Miguel Gomes nous emmène dans un « Grand Tour » éclair

Une évasion magnifique

Edward (Gonçalo Waddington) fuit Rangoon en Birmanie et prend subitement un bateau pour Singapour. Et puis, de fil en aiguille, des trains, des bateaux et des ânes pour parcourir Bangkok, Hanoï, Tokyo et Bandung… Assez malade sur ce chemin, on se demande à quoi ça ressemble. Est-il un espion de Sa Majesté ? En réalité, il fuit sa fiancée Molly, venue de Londres bien décidée à l’épouser.

Au-delà des clichés

Il y a des paysages, de la végétation, des instruments de musique, des chefs spirituels et de l’opium. Et pourtant, le film de Miguel Gomes évite l’écueil de montrer des photos de vacances. Nous sommes en 1917, à l’heure où l’Europe s’automatise sur le front et où le fantasme de sa domination demeure dans les Empires… Et pourtant, c’est le début de la fin. Le consul anglais à Bandung, réfugié à la campagne, dit : « Nous partirons d’ici sans rien comprendre. »

Du grand Miguel Gomes

Miguel Gomes, qui a travaillé à distance pour la plupart de ses repérages, en raison de la fermeture de la Chine pendant le COVID, parvient à proposer son « culte » en noir et blanc depuis Tabou (2012) et à l’agrémenter de couleurs. Certaines images et insignes d’aujourd’hui se fondent dans le grain vintage de la photo. Quant aux langues, elles sont espiègles : le portugais est parlé partout avec assurance par les personnages et la voix off change selon le pays que l’on « visite ». Finalement, le road movie se transforme en comédie du milieu et la répétition de certaines images et de certains lieux perturbe toutes les certitudes les plus rassurantes.

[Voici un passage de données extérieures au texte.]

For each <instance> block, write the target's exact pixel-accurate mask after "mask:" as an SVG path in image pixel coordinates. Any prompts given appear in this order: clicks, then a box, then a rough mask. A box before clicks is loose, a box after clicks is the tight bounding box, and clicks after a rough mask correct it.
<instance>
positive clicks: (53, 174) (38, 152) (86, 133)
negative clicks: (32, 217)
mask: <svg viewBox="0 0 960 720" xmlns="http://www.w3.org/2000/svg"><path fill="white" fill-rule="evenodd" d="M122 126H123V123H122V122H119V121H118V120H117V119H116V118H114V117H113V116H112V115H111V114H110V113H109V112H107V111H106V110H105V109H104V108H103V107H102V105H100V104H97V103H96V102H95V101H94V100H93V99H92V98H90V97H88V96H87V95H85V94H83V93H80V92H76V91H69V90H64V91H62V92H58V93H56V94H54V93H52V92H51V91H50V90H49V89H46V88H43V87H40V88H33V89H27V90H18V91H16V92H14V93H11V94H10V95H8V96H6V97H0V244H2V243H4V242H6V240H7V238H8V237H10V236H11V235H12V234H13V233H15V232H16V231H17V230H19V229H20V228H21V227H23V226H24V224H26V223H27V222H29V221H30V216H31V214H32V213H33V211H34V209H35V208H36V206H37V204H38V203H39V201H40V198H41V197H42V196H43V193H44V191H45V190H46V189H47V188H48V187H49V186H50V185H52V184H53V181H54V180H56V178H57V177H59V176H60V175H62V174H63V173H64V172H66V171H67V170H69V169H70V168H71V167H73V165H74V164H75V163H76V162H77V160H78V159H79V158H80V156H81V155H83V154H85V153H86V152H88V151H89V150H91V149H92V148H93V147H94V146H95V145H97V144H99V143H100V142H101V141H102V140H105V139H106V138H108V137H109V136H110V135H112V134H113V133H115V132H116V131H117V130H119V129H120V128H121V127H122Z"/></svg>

Une belle réflexion sur la fin de l’Empire

Le Beau Danube Bleu du Grand Tour répond maintenant à la chevauchée Valkyrie d’Apocalypse. Le ténor chante seul Verdi dans la cabine du capitaine, que tout le monde a désertée. Et Miguel Gomez propose, avec douceur et ironie, une réflexion à la fois puissante et fine sur la colonisation et sa fin. Un film qui doit être récompensé au 77ème Festival de Cannes.